Even more important, to make life easy for Chinese companies, the Indian revenue department this month amended some protocols of the double-tax avoidance treaty between the two countries. While India and China signed the treaty in 1995, there was no revision to it till now, unlike the case with India’s other active trading partners.
Countries tweak tax protocols as a quick substitute for large-scale changes in tax treaties to bring them in line with international developments, particularly when they have remained dormant for a long time.
An Indian government release said “the (India-China) Protocol updates the existing provisions for exchange of information to the latest international standards”.
lt had become necessary because plenty of Chinese companies are approaching the revenue department to get clarity on their tax treatment. It is understood that the changes were made on the basis of requests from both sides.

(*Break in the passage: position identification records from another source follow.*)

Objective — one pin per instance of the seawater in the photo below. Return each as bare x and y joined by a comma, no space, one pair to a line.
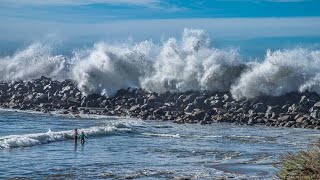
40,146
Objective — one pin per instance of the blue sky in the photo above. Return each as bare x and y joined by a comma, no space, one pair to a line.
106,10
83,21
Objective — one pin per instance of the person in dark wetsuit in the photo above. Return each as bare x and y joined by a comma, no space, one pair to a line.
82,136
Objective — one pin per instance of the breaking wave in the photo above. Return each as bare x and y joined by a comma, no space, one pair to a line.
27,140
189,63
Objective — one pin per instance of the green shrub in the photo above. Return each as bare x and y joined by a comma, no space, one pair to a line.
303,165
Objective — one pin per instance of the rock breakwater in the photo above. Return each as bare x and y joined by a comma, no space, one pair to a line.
299,110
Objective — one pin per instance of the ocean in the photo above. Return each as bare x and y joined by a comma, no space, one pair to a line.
41,146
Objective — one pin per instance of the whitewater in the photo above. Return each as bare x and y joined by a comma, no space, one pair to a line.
177,64
41,146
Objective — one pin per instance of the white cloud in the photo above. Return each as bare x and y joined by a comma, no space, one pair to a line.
220,28
79,2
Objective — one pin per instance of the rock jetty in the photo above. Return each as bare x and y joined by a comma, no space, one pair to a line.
299,110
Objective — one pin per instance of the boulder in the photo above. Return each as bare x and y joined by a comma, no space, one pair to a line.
260,108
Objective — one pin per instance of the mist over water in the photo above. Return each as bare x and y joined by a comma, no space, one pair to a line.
186,63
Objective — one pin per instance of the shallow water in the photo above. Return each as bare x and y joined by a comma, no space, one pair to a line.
40,146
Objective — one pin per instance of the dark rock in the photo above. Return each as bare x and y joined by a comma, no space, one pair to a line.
260,108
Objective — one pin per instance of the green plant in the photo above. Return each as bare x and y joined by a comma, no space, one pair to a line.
303,165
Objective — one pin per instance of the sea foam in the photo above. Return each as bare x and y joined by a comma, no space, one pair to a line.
189,63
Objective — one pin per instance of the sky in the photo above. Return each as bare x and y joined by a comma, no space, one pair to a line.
84,21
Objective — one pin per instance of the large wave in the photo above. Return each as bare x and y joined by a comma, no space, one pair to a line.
189,63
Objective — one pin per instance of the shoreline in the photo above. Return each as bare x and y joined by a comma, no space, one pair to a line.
298,110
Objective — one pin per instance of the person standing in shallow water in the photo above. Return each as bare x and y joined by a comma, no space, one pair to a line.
75,136
82,136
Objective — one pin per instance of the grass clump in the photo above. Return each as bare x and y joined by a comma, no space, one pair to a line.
304,165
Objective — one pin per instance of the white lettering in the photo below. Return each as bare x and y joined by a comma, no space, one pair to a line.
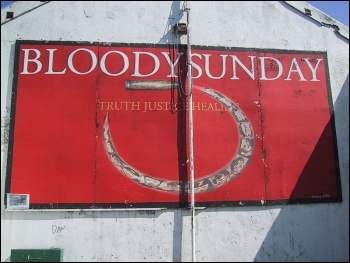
297,69
50,66
313,70
207,64
198,68
263,73
35,60
137,64
249,72
103,63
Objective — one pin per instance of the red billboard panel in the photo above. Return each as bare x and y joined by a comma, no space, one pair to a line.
107,125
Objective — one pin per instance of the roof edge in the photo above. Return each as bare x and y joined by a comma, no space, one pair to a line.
19,8
321,17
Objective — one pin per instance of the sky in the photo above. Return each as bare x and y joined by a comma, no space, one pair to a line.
338,10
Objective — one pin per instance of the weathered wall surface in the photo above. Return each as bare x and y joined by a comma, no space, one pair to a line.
308,232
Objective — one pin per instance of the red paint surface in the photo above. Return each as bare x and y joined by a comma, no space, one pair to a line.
59,157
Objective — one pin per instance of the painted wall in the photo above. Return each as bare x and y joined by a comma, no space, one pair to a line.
308,232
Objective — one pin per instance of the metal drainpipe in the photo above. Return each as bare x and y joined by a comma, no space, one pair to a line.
190,118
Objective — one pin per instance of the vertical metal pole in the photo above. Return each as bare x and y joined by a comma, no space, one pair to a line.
190,118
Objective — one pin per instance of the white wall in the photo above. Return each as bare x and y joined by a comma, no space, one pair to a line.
308,232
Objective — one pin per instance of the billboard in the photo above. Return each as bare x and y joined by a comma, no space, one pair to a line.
105,125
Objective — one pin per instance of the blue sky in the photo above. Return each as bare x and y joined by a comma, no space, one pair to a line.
339,10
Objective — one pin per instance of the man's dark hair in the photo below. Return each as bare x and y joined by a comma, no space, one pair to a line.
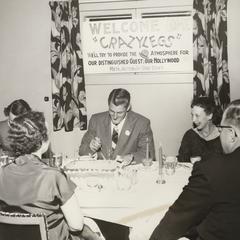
119,96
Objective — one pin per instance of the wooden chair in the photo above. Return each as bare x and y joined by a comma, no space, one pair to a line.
23,226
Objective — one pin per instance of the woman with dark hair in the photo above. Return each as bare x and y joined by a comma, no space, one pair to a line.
204,136
13,110
29,185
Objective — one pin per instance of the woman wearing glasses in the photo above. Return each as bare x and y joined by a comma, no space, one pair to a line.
204,136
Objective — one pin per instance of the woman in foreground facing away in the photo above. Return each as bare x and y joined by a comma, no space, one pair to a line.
204,136
29,185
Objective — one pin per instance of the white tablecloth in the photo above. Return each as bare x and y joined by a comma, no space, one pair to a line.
141,207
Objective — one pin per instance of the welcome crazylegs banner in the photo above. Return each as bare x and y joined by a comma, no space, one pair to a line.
139,45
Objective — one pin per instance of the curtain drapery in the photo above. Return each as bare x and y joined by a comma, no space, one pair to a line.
68,85
210,58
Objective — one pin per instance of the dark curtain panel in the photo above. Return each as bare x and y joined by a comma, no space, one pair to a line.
210,58
68,85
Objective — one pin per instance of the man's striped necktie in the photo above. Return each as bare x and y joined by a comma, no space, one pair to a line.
114,137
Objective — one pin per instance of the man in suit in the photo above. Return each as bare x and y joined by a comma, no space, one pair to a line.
210,202
118,132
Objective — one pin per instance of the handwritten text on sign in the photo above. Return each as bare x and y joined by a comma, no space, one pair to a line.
159,44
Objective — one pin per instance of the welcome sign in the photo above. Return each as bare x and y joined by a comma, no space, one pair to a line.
139,45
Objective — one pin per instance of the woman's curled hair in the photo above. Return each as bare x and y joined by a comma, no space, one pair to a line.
27,133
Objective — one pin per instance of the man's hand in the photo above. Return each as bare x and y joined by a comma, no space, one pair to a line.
95,144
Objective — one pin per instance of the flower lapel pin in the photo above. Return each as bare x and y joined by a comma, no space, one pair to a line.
127,132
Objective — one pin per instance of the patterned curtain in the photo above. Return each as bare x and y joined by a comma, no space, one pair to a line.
210,58
68,85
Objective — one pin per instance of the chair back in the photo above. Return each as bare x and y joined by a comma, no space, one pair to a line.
23,226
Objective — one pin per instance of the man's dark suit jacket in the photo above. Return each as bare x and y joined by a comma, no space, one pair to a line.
132,140
210,201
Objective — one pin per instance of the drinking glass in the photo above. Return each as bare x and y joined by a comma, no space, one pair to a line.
170,165
147,162
56,161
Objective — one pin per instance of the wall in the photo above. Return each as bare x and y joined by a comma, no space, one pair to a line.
25,73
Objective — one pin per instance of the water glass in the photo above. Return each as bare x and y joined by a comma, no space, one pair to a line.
147,162
56,160
170,165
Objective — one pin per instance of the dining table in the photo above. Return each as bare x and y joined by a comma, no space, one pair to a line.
132,196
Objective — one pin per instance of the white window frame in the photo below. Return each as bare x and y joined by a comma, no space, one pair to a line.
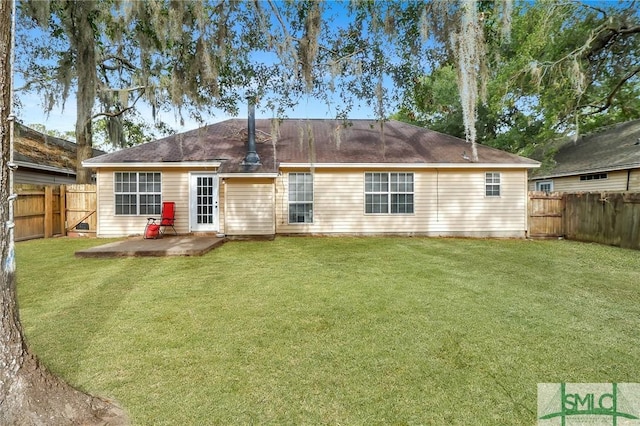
541,183
492,184
386,193
594,176
124,188
300,198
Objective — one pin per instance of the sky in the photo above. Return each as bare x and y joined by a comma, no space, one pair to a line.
63,119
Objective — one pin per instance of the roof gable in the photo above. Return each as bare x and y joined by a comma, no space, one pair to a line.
40,151
304,141
613,148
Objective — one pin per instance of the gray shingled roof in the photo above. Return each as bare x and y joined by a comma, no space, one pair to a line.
612,148
310,141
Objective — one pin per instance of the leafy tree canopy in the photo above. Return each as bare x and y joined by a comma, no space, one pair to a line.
567,68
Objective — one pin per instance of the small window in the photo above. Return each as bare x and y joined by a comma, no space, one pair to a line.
544,185
300,198
492,184
137,193
388,193
593,176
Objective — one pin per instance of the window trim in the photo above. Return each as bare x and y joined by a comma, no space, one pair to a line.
492,184
594,176
289,202
137,193
539,183
389,193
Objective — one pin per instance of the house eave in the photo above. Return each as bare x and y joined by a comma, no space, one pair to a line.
408,165
248,175
153,165
586,171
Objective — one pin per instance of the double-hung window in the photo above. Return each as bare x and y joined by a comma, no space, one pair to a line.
300,198
492,184
386,192
138,193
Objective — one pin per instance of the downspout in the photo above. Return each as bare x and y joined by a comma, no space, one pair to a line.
628,178
252,158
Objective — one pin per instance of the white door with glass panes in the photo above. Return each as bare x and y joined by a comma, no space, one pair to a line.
203,202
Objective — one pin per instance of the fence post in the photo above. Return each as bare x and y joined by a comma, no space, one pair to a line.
48,211
63,210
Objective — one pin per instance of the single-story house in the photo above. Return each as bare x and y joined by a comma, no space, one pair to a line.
606,160
43,159
317,177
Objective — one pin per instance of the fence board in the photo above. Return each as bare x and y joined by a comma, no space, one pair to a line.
545,214
41,211
28,212
81,210
611,218
606,218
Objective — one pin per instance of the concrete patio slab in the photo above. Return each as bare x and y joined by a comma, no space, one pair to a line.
181,245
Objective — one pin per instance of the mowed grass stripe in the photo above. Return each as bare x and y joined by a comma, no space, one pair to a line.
334,330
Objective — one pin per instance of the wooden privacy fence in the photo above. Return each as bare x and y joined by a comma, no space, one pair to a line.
608,218
47,211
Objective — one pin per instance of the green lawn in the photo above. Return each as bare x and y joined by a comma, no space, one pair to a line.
334,330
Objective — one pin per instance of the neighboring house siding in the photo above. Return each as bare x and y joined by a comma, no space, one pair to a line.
41,178
248,206
175,187
615,181
446,202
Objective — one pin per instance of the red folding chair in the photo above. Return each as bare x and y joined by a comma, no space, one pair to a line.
155,229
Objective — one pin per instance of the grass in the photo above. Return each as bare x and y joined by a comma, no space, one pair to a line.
334,330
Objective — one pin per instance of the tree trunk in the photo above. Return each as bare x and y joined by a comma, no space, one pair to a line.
82,41
29,394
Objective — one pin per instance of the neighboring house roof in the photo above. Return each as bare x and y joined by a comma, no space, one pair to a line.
612,148
309,142
35,150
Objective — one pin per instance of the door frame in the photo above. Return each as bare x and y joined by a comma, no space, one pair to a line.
193,226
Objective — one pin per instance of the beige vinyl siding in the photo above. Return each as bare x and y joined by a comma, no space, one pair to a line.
175,187
446,202
615,181
248,206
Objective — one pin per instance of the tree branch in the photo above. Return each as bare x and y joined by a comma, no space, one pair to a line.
119,112
609,100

To put the MAP numbers in perspective, they take China to third position among India’s list of such partner countries. Only the US and the UK rank above China on the list, according to figures of the Organisation for Economic Cooperation and Development.
“The numbers are significant and are mostly for engineering, procurement and construction projects,” said Sanjay Kumar, senior director at Deloitte India. Companies doing business overseas resort to the MAP as an out-of-court settlement to ensure they do not have to pay double tax on their business. It is independent of any domestic law remedies available to them in the foreign country.
The MAP support is drawn upon by companies in sectors like information technology, construction or manufacturing because there are often wide divergences in the interpretation of tax laws in cases of imports of raw materials and semi-finished goods.
India’s largest MAP partners other than the US and the UK are traditionally Japan and Sweden. Even Denmark had more such cases than China till last year. The trend is in line with the flow of foreign investment into India. This picture has possibly begun to change. Instead of the overriding impression of Chinese companies in India as principally traders bunched in the FMCG sector, their rush for tax clarity shows they are emerging as large-scale investors in India, said Kumar.
The update of the India-China tax protocol recognises this change in the environment. “The Protocol incorporates changes required to implement treaty-related minimum standards under the Action reports of the Base Erosion & Profit Shifting Project, in which India had participated on an equal footing. Besides minimum standards, the Protocol brings in changes in accordance with BEPS Action reports as agreed upon by the two sides.”
The tax simplifications have come about just after the two governments have signed another protocol to facilitate exporting fish meal and fish oil from India to China, again in November. The signing of the protocol formalises the consensus reached by both sides on hygiene and inspection requirements for fish meal and fish oil to be exported. Beijing imports fish oil worth $263.43 annually and India wants to muscle into the space.
In the past six months, this is the second product to get clearance from China after the signing of another protocol for exporting Indian rice.